Al-Dulaimi Khamael, Tomeo-Reyes Inmaculada, Banks Jasmine, Chandran Vinod
School of Electrical Engineering and Computer Science, Queensland University of Technology, QLD, Australia; Al-Nahrain University, Computer Science Department, Iraq.
School of Electrical Engineering and Telecommunications, University of New South Wales, NSW, Australia.
Comput Biol Med. 2020 Jan;116:103568. doi: 10.1016/j.compbiomed.2019.103568. Epub 2019 Nov 30.

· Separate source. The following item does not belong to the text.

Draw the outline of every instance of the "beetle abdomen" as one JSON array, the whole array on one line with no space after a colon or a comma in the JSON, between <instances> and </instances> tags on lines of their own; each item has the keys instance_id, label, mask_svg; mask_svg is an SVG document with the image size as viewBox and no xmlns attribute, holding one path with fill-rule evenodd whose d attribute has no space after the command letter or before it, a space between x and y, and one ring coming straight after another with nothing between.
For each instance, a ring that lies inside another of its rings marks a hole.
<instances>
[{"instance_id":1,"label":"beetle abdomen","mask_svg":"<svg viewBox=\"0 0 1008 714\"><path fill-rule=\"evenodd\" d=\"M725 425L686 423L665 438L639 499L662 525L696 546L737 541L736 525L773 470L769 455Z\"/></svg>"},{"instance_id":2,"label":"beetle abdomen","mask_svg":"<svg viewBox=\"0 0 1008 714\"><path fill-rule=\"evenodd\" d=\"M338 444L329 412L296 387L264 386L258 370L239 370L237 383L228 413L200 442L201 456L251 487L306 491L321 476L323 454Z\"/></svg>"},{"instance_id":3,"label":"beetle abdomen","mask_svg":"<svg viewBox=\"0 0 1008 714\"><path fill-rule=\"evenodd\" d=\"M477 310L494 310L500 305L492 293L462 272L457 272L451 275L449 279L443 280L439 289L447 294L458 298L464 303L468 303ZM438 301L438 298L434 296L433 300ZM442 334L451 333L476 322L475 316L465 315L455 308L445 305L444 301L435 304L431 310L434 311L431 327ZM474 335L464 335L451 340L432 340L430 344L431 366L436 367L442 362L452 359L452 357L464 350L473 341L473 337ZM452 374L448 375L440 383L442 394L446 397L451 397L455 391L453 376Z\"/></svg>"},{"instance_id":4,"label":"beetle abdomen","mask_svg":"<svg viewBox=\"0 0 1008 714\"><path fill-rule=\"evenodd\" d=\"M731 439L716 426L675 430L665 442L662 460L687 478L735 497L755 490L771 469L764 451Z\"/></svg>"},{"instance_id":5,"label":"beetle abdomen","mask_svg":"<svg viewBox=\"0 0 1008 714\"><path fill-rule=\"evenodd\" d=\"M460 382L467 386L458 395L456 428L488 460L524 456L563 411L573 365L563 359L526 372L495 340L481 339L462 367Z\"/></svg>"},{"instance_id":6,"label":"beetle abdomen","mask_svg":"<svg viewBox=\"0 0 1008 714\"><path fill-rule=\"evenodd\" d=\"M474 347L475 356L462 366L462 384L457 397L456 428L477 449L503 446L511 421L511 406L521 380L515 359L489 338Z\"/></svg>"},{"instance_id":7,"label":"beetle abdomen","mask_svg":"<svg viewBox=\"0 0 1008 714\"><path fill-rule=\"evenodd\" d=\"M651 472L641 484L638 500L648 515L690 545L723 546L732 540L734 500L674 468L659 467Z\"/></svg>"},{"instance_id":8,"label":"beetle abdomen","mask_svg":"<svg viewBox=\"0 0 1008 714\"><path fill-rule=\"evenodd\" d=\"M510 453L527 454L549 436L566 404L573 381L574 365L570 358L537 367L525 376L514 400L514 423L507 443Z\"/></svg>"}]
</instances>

The segmentation of white blood cells and their nuclei is still difficult and challenging for many reasons, including the differences in their colour, shape, background and staining techniques, the overlapping of cells, and changing cell topologies. This paper shows how these challenges can be addressed by using level set forces via edge-based geometric active contours. In this work, three level set forces-based (curvature, normal direction, and vector field) are comprehensively studied in the context of the problem of segmenting white blood cell nuclei based on geometric flows. Cell images are first pre-processed, using contrast stretching and morphological opening and closing in order to standardise the image colour intensity, to create an initial estimate of the cell foreground and to remove the narrow links between lobes and cell bulges. Next, segmentation is conducted to prune out the white blood cell nucleus region from the cell wall and cytoplasm by combining the theory of curve evolution using curvature, normal direction, and vector field-based level set forces and edge-based geometric active contours. The overall performance of the proposed segmentation method is compared and benchmarked against existing techniques for nucleus shape detection, using the same databases. The three level set forces studied here (curvature, normal direction, and vector field) via edge-based geometric active contours achieve F-index values of 92.09%, 91.13%, and 90.76%, respectively, and the proposed segmentation method results in better performance than all other techniques for all indices, including Jaccard distance, boundary displacement error, and Rand index.
白细胞及其细胞核的分割仍然困难且具有挑战性,原因有很多,包括它们在颜色、形状、背景和染色技术方面的差异、细胞重叠以及细胞拓扑结构的变化。本文展示了如何通过基于边缘的几何活动轮廓使用水平集力来应对这些挑战。在这项工作中,在基于几何流分割白细胞细胞核的问题背景下,对三种基于水平集力(曲率、法线方向和向量场)进行了全面研究。首先对细胞图像进行预处理,使用对比度拉伸以及形态学开运算和闭运算,以标准化图像颜色强度,创建细胞前景的初始估计,并去除叶与细胞凸起之间的狭窄连接。接下来,通过结合使用基于曲率、法线方向和向量场的水平集力以及基于边缘的几何活动轮廓的曲线演化理论,进行分割以从细胞壁和细胞质中修剪出白细胞细胞核区域。使用相同的数据库将所提出的分割方法的整体性能与现有的细胞核形状检测技术进行比较和基准测试。通过基于边缘的几何活动轮廓在此研究的三种水平集力(曲率、法线方向和向量场)分别实现了92.09%、91.13%和90.76%的F指数值,并且所提出的分割方法在包括杰卡德距离、边界位移误差和兰德指数在内的所有指标上都比所有其他技术表现更好。